Hidden upstairs from the rhythm of the street below, Hoo Haa’s a welcome change from its Windsor neighbours, one of those rare restaurants which caters to a multitude of different dining and drinking moods without alienating everyone in the process.
Inside is quiet and elegant, with a long bar and silver service for those that believe in obeying the laws of dinner according to Emily Post, and alcoves with intimate booths for the OKCupid journeymen. The deck out back is more of a casual affair, catering to the after-work set with two for one specials into the early evening. The cocktails certainly show the hand of a master mixer, and the more budget-conscious could do worse than come here for the sole purpose of knocking back a few before happy hour’s over than seven. Those who fancy a meal would do well to explore the more esoteric options on the wine list – the En Passant tempranillo is an inspired choice to match the restaurant’s Mediterranean specialties.
The menu itself, mostly a tribute to Italian excess, is another reflection of Hoo Haa’s catchall approach. For the refined, enough choice in cured meats and roast vegetables to induce an unthinking credit card overdraft. For the indifferent, the humble chicken parmigiana beckons like a faithful lover. Anyone wanting to do the chef’s labours true justice, however, should begin by ordering extensively off the appetisers. Seasoned oysters? Crumbed olives stuffed with chevre? Mushroom and gorgonzola arancini? Not a bad selection for under 10 dollars, if you don’t mind temporarily impairing your libido – people say that they’re aphrodisiacs, but I couldn’t help but notice my more racy daydreams for the next few days were exclusively about cheese and oysters.

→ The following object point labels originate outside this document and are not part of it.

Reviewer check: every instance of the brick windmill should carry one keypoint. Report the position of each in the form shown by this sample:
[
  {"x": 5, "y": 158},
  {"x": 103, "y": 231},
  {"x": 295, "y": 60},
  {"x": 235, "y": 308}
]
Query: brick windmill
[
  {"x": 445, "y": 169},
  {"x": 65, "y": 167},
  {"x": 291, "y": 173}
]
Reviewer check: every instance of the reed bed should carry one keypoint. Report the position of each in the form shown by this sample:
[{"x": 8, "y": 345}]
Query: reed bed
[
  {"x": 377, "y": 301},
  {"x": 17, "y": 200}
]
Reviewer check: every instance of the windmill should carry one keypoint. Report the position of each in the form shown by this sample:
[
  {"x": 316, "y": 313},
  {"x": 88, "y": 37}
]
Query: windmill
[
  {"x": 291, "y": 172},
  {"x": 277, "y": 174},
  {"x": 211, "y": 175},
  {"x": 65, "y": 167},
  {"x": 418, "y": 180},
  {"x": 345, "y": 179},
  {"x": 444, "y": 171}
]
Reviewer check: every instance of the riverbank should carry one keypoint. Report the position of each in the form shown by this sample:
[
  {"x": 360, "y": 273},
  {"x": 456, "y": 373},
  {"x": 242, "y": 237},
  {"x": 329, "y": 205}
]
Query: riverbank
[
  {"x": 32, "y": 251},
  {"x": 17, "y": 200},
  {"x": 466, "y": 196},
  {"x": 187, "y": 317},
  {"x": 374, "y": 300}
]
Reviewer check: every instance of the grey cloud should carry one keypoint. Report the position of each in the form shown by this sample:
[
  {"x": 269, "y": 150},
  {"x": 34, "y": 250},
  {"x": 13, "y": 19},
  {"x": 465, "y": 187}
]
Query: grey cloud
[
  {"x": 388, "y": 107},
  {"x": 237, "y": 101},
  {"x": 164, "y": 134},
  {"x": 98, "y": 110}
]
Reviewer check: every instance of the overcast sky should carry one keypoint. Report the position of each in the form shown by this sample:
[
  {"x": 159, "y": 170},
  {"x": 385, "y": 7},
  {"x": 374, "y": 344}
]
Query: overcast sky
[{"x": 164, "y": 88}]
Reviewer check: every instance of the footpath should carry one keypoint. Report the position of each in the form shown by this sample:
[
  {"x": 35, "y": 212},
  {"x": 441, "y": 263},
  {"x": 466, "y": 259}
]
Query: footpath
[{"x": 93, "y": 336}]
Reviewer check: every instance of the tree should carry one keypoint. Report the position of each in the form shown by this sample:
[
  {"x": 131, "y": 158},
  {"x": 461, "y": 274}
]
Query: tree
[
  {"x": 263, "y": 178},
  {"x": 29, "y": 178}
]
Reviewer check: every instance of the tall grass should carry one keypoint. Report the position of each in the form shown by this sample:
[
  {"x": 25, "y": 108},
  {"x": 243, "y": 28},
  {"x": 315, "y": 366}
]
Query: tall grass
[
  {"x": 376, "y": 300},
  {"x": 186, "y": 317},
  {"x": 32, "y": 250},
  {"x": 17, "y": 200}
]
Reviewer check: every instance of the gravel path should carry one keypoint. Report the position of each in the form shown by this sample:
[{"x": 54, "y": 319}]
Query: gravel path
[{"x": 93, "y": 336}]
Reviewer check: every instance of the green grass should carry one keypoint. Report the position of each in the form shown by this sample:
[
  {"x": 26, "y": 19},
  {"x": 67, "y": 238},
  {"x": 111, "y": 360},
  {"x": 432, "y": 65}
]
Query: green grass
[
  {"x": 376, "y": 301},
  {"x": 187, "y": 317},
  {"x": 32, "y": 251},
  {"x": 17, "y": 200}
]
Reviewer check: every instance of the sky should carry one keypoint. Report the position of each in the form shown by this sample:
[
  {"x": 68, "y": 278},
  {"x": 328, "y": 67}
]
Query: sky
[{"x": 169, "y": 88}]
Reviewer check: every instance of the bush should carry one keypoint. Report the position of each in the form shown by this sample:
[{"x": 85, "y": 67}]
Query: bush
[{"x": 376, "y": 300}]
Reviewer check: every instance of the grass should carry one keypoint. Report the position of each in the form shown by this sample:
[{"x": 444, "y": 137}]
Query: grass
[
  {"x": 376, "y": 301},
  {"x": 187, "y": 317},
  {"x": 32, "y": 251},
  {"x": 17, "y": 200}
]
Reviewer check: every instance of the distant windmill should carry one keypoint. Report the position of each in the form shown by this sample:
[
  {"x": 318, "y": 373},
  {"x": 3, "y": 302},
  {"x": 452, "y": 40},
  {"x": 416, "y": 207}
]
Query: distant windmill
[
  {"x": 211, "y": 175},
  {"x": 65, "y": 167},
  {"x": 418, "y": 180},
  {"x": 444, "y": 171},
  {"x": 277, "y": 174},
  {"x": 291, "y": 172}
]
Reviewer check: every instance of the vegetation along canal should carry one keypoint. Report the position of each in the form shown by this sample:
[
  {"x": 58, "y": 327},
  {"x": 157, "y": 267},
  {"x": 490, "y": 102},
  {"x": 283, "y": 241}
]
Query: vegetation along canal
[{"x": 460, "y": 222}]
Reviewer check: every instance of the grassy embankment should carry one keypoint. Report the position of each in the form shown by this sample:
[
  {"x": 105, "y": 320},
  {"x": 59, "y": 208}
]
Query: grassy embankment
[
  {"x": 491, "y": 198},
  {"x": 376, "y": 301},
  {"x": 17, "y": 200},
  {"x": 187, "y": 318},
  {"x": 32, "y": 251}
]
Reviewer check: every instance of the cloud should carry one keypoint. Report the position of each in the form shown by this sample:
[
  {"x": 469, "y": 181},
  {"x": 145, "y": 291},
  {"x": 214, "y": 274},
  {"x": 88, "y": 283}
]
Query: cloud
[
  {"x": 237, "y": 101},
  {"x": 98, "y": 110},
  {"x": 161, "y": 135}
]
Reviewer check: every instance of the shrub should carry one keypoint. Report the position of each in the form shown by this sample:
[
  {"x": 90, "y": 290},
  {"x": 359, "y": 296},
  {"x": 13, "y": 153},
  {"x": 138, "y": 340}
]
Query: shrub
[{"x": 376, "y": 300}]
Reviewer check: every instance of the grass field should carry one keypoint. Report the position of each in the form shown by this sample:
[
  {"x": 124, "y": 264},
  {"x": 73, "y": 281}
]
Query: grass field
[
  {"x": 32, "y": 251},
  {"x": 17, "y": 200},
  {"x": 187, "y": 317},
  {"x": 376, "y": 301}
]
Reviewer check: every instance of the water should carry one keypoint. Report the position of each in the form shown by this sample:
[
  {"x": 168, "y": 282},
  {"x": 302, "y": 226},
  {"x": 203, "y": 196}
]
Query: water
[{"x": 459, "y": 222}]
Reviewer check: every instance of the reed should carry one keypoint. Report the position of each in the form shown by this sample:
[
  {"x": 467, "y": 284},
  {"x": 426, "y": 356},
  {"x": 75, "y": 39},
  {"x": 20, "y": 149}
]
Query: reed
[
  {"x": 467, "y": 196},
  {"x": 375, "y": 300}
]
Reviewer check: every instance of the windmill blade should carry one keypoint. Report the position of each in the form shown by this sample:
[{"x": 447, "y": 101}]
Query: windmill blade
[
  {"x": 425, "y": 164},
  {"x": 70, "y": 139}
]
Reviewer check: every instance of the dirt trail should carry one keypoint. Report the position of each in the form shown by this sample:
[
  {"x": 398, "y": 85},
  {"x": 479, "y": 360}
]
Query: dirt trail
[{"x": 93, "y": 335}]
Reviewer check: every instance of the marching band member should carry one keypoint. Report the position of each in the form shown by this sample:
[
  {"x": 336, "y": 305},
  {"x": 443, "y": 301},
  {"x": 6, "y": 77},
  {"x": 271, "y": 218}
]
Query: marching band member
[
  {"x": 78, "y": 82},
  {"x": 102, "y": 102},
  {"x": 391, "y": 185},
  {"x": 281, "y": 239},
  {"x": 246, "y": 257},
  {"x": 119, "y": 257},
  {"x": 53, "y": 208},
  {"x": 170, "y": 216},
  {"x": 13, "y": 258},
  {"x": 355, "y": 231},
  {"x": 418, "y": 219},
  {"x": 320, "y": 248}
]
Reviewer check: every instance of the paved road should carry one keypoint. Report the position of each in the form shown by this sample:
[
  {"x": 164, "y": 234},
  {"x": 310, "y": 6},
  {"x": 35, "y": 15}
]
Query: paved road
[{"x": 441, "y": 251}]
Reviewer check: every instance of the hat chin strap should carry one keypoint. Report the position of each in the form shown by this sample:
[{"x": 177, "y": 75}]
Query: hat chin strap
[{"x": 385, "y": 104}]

The more intemperate diners run the risk of getting bogged down in the starters and finishing their night early with an acute case of the cheese sweats, but it’s well worth overcoming the temptation and having a crack at the mains, replete with a decent selection of gluten free and vegetarian options, and all around the 25 dollar mark. The lamb shoulder, one of the more hearty dishes, is slow cooked to perfection, although you’ll need to be at least mildly receptive to polenta to make the investment worthwhile. On the other end of the spectrum, the ricotta and pumpkin gnocchi is a worthy lighter option for anyone looking to work their way through something delicate and subtle.

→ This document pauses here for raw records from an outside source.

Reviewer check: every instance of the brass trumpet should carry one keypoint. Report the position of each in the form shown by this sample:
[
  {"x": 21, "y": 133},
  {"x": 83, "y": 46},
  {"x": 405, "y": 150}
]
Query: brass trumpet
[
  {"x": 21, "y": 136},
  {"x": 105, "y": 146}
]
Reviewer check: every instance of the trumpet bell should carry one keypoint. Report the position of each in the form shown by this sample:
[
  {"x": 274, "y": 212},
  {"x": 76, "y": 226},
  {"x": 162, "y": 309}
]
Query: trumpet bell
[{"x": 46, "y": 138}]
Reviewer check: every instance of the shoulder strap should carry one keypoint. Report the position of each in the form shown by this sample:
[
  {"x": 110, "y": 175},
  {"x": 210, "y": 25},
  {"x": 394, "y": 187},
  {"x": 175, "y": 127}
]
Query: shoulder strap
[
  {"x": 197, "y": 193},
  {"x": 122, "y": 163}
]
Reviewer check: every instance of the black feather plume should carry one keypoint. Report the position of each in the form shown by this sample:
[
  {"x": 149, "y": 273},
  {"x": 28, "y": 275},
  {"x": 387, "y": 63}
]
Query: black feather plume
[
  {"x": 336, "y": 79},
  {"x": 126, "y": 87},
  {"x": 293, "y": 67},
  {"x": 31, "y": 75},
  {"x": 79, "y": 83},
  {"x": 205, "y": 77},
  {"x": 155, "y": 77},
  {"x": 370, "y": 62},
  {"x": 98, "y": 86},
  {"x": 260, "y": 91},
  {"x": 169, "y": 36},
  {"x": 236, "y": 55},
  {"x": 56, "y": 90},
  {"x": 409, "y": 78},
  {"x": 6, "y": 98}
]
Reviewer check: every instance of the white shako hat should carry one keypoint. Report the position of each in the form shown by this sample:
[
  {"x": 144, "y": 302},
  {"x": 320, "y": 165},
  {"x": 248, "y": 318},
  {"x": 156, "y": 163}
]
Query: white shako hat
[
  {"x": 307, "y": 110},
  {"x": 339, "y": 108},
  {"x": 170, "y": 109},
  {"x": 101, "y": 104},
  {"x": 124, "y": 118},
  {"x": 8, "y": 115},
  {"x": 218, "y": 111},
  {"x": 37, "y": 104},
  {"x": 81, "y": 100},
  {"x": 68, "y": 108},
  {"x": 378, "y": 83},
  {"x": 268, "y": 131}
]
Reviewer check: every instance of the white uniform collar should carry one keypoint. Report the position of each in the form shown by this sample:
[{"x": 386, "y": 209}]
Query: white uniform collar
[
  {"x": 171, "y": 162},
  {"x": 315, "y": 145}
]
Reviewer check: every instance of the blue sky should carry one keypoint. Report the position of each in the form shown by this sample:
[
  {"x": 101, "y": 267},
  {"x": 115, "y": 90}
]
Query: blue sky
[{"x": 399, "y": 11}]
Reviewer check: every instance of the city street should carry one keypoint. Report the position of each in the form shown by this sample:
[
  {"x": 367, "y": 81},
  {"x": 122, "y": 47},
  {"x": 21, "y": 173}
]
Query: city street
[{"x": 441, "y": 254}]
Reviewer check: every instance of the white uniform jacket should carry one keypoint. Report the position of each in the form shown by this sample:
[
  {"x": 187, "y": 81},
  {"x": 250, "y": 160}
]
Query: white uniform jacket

The service is conscientious and friendly without being intrusive, a relief to anyone who prefers genuine warmth to the boring pageantry of hospitality on display down the street. Owing to the bar’s approach, there’s always an eclectic mix around the place with very different plans for the evening ahead, but even at its busiest the other patrons never seem invasive and the noise never rises above a gentle background din. Anyone looking for a bit of civility in a part of town not always known for its good manners will find a decent place to drop in at any time of the night.